History

United Kingdom
- Name: Adolphus Busch
- Operator: Dundee, Perth & London Shipping Co Ltd, Dundee
- Builder: Burntisland Shipbuilding Company, Fife
- Yard number: 336
- Launched: 20 December 1950
- Completed: 12 March 1951
- Renamed: 1951–1967: London; 1967–1988: Topsail Star; 1988–1994: Sophie Express; 1994–1995: Princess Tarrah; 1995–1998 Ocean Alley; 1998 Adolphus Busch I;
- Identification: IMO number: 5211161
- Fate: Wrecked at Port-au-Prince on 24 September 1998; Scuttled 5 December 1998

General characteristics
- Type: Cargo ship
- Tonnage: 706 tons; 1,186 deadweight tons;
- Length: 213 ft (65 m) overall; 197 ft (60 m) pp;
- Beam: 36 ft (11 m)

= MV Adolphus Busch =

Ship sunk off Looe Key, Florida, as an artificial reef and dive site

MV Adolphus Busch was a cargo ship that was sunk off Looe Key, Florida, as an artificial reef and dive site.

The ship was built as London by the Burntisland Shipbuilding Company, Fife, Scotland, for the Dundee, Perth & London Shipping Co Ltd, Dundee and was launched on 20 December 1950. She sailed under a number of names during her career before she was wrecked at Port-au-Prince on 24 September 1998 under the name Ocean Alley.

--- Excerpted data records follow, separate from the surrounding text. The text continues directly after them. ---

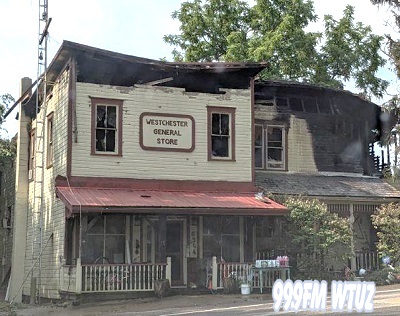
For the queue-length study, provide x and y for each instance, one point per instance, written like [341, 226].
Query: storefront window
[104, 239]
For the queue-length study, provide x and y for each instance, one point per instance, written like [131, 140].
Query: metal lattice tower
[38, 206]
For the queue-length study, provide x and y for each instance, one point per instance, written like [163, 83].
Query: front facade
[137, 170]
[7, 183]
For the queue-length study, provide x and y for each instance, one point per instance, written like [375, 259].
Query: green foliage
[350, 51]
[387, 221]
[274, 31]
[315, 233]
[393, 44]
[206, 27]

The wreck was bought by August Adolphus Busch IV and named after his great-grandfather, Adolphus Busch. He had the ship stripped out and arranged for its sinking as an artificial reef to help preserve marine habitat. The ship was sunk on 5 December 1998.

==Current status==
The Adolphus Busch rests upright on a sand bottom at an average depth of 80 ft. Maximum depth is 110 ft. The wreck is fully penetrable, and can be entered through the bridge or cargo holds. The machinery in the engine room is still present and presents the only major entanglement hazard to divers. The glass from the wheelhouse windows and the covers to the cargo holds have been removed.

Multiple mooring balls are secured to the wreck to allow boats to tie up to the site. Reef fish are common on the site, as are large jewfish, eels, and large pelagic fish. Sharks have been seen on the reef, but are not considered typical.